The justices ruled that the work by Andrus’ lawyer, former Fort Bend County prosecutor James “Sid” Crowley, fell below what is legally reasonable representation. They sent Andrus' case back to the Court of Criminal Appeals to make a determination on whether, with better legal representation, there is a “reasonable probability” that Andrus’ jury would have instead delivered a life sentence. Both factors must be met for a new trial to be granted based on a constitutional violation of effective assistance of counsel.
Crowley died in 2019, according to an obituary listing.
Supreme Court justices said it was unclear in the Court of Criminal Appeals’ rejection of a new trial if it even considered whether Crowley’s representation could have affected the jury’s decision. The Texas court’s opinion simply stated that despite the trial court’s recommendation for a new trial, Andrus had failed to show what is needed for one — that the legal representation fell below an objective standard and that there was a reasonable probability that his sentence could have been different with better counsel.
The dissenting justices said that was enough to indicate the Texas court had considered the standard, and argued the court shouldn’t have to show it again.
“Perhaps the Court thinks the CCA should have used CAPITAL LETTERS or bold type. Or maybe it should have added: ‘And we really mean it!!!’,” Alito wrote in his dissent.
Andrus, now 32, was convicted of capital murder and sentenced to death for the killings of Avelino Diaz and Kim-Phuong Vu Bui. According to court documents, Andrus confessed to the crime, saying that while he was high on PCP-laced marijuana, he tried and failed to steal Diaz’s car, shooting and killing him and Bui, who was in another car.
At the punishment trial, Crowley brought forward Andrus’ parents, who largely said he was a good child and sibling and that he did not have access to drugs, which Andrus said was a lie, according to court documents. A prison counselor also testified that Andrus appeared to show remorse, and a drug expert spoke generally on the impact of substance use on developing brains, according to the opinion.

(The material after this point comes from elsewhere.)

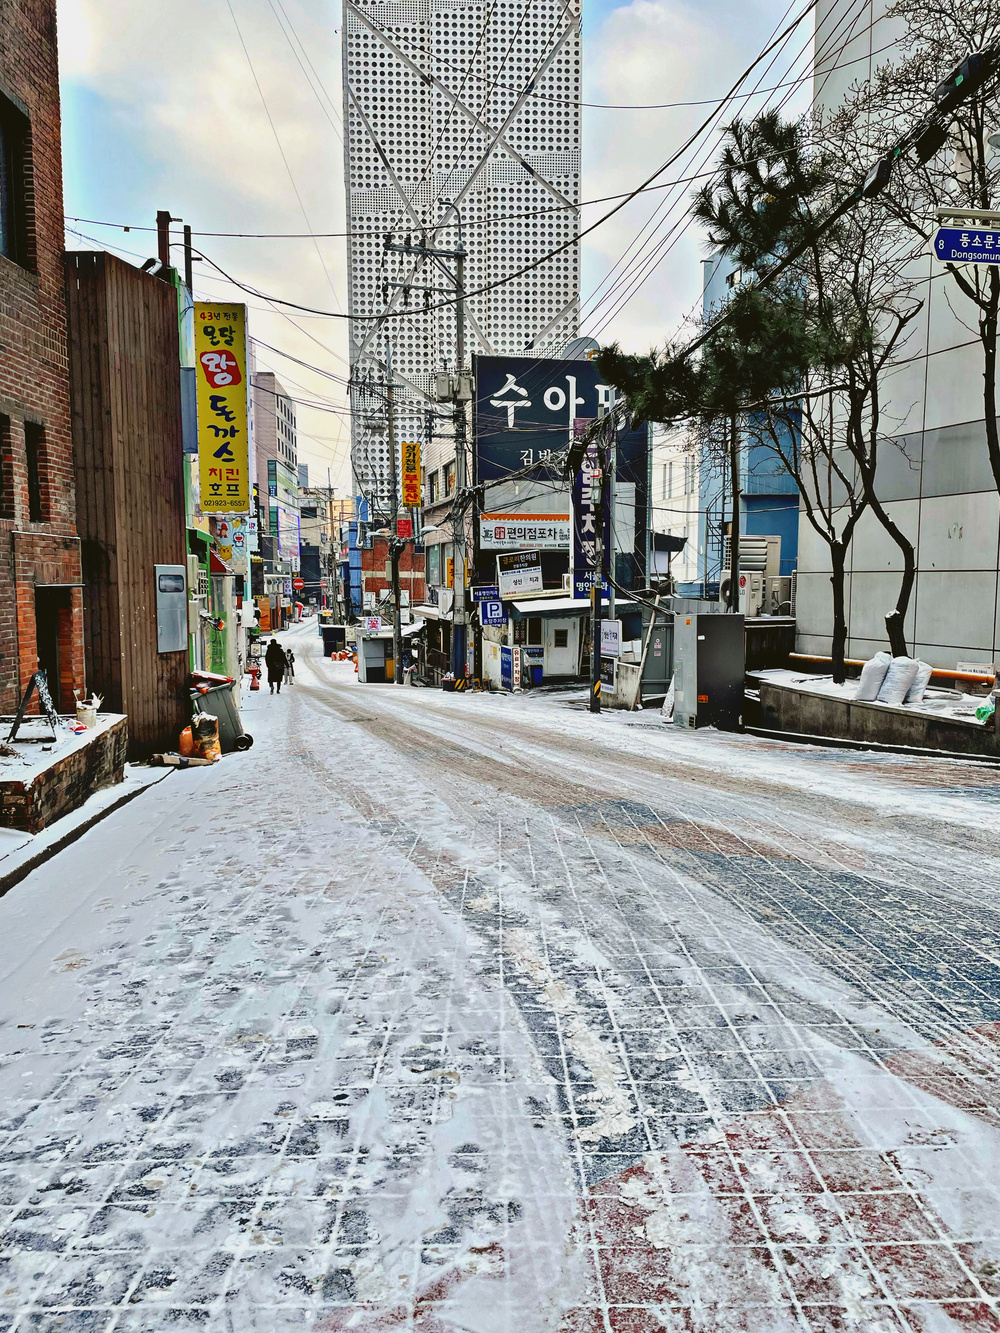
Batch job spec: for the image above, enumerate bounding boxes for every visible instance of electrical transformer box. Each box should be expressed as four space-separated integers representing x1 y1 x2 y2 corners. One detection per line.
673 613 745 731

Aside from Andrus’ own testimony, almost no evidence was presented on what the Supreme Court opinion called “a childhood marked by extreme neglect and privation, a family environment filled with violence and abuse.”

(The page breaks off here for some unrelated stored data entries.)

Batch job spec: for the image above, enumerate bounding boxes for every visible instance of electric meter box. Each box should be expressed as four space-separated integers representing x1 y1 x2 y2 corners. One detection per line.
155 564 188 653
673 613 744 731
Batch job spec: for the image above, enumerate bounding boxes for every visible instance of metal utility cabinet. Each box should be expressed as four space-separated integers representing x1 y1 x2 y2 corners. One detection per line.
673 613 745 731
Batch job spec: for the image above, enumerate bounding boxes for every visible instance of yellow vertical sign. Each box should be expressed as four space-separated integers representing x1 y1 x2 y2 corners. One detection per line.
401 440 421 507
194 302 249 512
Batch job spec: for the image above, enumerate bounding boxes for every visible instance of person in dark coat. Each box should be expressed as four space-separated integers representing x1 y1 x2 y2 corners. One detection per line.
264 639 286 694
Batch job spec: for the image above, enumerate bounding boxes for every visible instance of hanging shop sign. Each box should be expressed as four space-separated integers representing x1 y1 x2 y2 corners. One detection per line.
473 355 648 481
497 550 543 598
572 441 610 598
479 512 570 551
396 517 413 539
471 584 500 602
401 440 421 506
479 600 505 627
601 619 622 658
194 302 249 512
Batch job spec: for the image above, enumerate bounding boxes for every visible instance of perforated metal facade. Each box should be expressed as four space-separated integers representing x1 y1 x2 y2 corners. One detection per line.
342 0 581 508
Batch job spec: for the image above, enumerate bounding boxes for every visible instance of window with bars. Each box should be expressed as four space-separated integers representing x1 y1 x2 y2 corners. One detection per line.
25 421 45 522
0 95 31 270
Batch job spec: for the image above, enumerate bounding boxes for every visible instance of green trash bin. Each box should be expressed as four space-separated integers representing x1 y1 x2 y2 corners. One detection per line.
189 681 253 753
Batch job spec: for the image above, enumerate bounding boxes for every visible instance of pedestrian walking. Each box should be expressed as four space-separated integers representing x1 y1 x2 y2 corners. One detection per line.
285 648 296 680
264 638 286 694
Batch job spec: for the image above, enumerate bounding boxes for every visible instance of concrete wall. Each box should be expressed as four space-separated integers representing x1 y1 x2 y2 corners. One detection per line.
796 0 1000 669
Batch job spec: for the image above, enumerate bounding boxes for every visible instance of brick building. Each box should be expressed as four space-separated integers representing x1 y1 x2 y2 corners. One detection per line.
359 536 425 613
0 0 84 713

The dissenting justices and the prosecution, however, point to Andrus’ often violent criminal history as a reason why even with bad lawyering, the trial would have likely still ended in the death penalty.

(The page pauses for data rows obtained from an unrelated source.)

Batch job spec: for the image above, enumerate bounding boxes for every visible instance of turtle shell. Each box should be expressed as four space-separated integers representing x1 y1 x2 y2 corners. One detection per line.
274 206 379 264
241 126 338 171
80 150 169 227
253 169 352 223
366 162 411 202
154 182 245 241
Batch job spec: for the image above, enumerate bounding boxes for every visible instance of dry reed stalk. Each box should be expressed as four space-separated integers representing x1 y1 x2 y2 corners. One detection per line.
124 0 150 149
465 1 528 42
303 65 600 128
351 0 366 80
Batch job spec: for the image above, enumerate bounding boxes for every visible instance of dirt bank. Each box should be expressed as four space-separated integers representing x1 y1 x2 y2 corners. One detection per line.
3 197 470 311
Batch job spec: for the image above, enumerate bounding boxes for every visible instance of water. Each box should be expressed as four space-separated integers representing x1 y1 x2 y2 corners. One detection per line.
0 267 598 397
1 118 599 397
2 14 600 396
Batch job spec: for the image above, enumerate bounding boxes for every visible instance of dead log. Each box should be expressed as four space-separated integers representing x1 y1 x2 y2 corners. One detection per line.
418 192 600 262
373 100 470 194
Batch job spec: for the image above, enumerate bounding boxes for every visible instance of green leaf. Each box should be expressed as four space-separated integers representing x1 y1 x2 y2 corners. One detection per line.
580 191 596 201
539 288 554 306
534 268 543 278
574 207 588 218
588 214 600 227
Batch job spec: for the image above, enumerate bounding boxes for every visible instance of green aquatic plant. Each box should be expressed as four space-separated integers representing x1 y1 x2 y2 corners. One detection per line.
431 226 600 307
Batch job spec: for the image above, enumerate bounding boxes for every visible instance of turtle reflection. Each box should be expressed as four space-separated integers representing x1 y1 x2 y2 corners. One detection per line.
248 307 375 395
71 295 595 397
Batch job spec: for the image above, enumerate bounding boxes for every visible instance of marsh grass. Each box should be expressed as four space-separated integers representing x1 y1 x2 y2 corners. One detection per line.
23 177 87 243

“To establish prejudice, Andrus must show ‘a substantial, not just conceivable, likelihood’ that one of the jurors who unanimously agreed on his sentence would not have done so if his trial counsel had presented more mitigation evidence,” Alito wrote for the dissenting opinion.
Andrus had previously been sent to a state juvenile lockup after taking part in a robbery, and he had been accused of other armed robberies and violence within the juvenile lockup. The majority opinion by the justices wrote that the lack of mitigating evidence presented hurt Andrus more because his lawyer was unable to counter the state’s presentation painting Andrus as a violent criminal.
The justices said that in the lockup, Andrus was “steeped in gang culture, dosed on high quantities of psychotropic drugs, and frequently relegated to extended stints of solitary confinement.”
In recent years, the Texas Court of Criminal Appeals has repeatedly been knocked in harsh rulings by the U.S. Supreme Court on death penalty decisions.
Twice, the high court overturned the state court’s decisions in the case of Bobby Moore, first invalidating the Texas court’s method for determining whether a death row inmate is intellectually disabled and therefore ineligible for the death penalty. After the state court again said Moore did not qualify as intellectually disabled and was eligible for execution, the Supreme Court again tossed the court’s ruling and made the decision itself that Moore was disabled.
Since then, Moore and other Texas death row inmates with intellectual disability claims have been resentenced to life in prison. Moore was granted parole earlier this month.